Le Mercure du mois d’Août 1702 annonce encore qu’une thèse dédiée à Philippe V par M. Delvaus de Frias, a été soutenue au collège des Jésuites de Reims 703 . L’annonce ne donne aucun renseignement sur le portrait ornant le frontispice de cette thèse. On pourrait alors supposer qu’il s’agit du portrait du roi gravé par Pierre Drevet, d’après François de Troy (cat., P. Dr., n° 16), car sur le seul et unique état de ce portrait, seuls les noms du peintre et du graveur subsitent, l’adresse de Pierre Drevet ayant été grattée. Cet élément pourrait indiquer que le portrait a servi pour une thèse. Cependant, des graveurs comme Gérard Edelinck, Simon Thomassin, Stéphane Gantrel, François de Poilly, ont réalisé le portrait, soit du duc d’Anjou, soit de PhilippeV. Les incertitudes sont trop nombreuses pour affirmer que le portrait gravé par Pierre a bien servi au frontispice de cette thèse.

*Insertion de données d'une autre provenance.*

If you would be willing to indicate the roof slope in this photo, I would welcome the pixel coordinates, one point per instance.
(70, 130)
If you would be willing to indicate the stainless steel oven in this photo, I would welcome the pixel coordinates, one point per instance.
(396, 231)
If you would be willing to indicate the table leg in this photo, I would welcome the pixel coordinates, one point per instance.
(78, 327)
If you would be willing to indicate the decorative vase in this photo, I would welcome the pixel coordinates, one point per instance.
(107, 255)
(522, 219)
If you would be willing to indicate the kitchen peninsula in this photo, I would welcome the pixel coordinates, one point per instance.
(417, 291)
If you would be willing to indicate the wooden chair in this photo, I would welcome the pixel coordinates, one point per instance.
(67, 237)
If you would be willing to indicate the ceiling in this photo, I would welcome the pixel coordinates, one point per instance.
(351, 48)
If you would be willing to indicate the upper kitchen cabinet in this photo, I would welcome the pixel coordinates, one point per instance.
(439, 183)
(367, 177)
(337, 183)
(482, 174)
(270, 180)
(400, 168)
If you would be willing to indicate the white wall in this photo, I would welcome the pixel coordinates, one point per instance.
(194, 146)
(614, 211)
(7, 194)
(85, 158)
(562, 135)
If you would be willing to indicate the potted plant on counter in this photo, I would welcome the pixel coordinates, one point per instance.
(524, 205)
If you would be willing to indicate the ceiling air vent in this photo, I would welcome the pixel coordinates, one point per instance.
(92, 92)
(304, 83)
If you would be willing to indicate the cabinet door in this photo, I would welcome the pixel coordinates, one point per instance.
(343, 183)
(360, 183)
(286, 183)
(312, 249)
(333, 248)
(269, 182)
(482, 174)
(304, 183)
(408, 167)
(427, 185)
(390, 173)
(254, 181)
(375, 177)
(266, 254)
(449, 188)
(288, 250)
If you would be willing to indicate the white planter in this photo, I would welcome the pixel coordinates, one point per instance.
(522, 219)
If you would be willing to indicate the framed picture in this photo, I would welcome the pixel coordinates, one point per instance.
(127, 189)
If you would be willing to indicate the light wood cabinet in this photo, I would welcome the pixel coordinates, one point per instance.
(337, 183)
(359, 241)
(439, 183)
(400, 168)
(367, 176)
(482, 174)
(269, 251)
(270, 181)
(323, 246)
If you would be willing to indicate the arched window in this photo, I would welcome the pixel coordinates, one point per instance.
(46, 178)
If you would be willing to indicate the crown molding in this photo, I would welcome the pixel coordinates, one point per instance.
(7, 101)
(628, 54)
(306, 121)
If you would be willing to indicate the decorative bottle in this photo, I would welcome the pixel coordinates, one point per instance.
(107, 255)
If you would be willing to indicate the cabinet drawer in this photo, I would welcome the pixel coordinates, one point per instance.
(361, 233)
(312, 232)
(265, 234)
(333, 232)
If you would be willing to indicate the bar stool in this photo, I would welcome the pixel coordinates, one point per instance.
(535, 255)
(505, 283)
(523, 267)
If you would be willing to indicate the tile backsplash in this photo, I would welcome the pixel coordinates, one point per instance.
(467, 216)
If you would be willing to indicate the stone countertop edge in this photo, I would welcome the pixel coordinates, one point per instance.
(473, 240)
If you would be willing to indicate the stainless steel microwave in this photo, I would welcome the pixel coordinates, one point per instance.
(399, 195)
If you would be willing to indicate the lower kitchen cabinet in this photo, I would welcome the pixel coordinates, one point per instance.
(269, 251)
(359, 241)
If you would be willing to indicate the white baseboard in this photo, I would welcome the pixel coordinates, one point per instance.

Ces neuf thèses affichent un caractère commun, celui d’un portrait enchâssé dans un ovale de pierre reposant sur un socle également en pierre. Les armoiries relient le portrait au socle. Certains portraits sont présentés plus sobrement que d’autres : on sait par exemple par Van Hulst, que Rigaud a donné à Pierre les dessins des aménagements à réaliser pour les deux portraits d’Alexandre de Bourbon, Comte de Toulouse cités plus haut, celui commandé par Jean-Baptiste Thibault en février 1719 et celui commandé par les frères Marie-Claude Augustin et Henri-François du Clos Bossart vers 1720 704 . En revanche, en considérant le portrait de Louis-Henri de Bourbon, prince de Condé, d’après Gobert  (cat. P. Dr., n° 29), on ne peut qu’y remarquer les analogies existant avec le portrait d’Alexandre de Bourbon à la main gantée, d’après Rigaud (cat. P. Dr., n° 37) : les personnages en armure, ceints de la large écharpe de commandement, arborant tous les deux le grand cordon et le collier de l’ordre de la Toison d’or, sont représentés l’un et l’autre dans la même posture tournée vers la droite, mais regardent à gauche. Ils sont presque adossés à un tronc d’arbre occupant le bord gauche du cadre tandis qu’un paysage semblable est situé à l’arrière-plan, à droite. Le tableau de Pierre Gobert conservé au musée de Chantilly ainsi que la copie de Versailles ne présentent pas cette mise en scène. On peut donc en déduire que Pierre Drevet a reproduit en 1724 pour le portrait Louis Henry de Bourbon, d’après Pierre Gobert,ornant le frontispice de la thèse frère Hernault de Montiron, la mise en scène que Rigaud avait élaborée pour le portrait d’Alexandre de Bourbon à la main gantée, pour la thèse en 1720 des frères Duclos Bossart 705 .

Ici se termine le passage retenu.